We’d been headed there.

“What do you regret?” I pressed on the edge of my seat, ready to fall at his knees at the first inkling he would accept the advance.

“That I was never given the chance to atone for what I’d done to you. The torture I’d inflicted.”

“Is that why you think I’m here to torture you?” I asked.

“I’d deserve it.” He believed that.

“My aim is much the opposite.”

“I’m not sure which is worse.” His hands lay half clutched in his lap like he was split between action and inaction.

A man on the brink.

I his failure.

“If you like men, why would you join the church?” I changed the subject, my hands draped over his knees.

“I owed a penance. I didn’t know any other way to pay back my sins. To find peace.” His head dropped forward.

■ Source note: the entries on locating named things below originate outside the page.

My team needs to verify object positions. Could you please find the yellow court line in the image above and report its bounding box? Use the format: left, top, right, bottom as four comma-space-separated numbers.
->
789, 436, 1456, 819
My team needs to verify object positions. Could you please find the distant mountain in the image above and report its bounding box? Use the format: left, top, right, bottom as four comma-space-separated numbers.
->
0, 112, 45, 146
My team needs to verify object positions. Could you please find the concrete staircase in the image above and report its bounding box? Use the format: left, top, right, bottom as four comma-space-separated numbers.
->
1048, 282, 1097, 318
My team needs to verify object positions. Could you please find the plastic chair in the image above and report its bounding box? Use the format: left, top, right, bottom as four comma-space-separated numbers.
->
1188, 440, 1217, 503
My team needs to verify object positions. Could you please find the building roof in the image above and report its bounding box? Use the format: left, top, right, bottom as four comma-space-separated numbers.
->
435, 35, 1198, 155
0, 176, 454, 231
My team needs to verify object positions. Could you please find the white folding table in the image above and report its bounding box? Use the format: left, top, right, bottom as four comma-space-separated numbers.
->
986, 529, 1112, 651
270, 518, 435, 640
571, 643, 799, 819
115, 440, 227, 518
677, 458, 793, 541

“Do you not believe you are deserving of forgiveness?” I asked again.“You gave away your entire life to atone for sixteen years?”

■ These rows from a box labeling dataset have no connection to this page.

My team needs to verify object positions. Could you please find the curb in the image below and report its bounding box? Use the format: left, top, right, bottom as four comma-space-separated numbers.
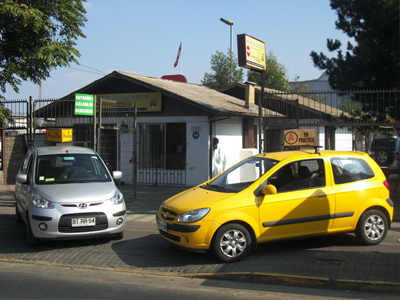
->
0, 259, 400, 295
185, 272, 400, 295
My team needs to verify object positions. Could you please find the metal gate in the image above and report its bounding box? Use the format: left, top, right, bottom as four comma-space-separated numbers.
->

He closed his eyes, a single tear streaming down. “I’m a monster, and the cincture is the only bind I’ve found to contain it. If not for God, I would have become my father.”

“You’d never be your father.”

“I have desires. Urges. I would be him if I ever let the monster out. I can never allow that to happen. I’d have gone back and rained hell on his enemies all in the name of what? Regaining a life I never wanted? I can’t.”His voice trembled with the admittance.

“Surely those urges could be sated in other ways,” I whispered, encouraging.

“You know they can, but I gave those up too.”

“What did you give up,” I pushed, and I’d keep pushing until I saw a glimpse of him.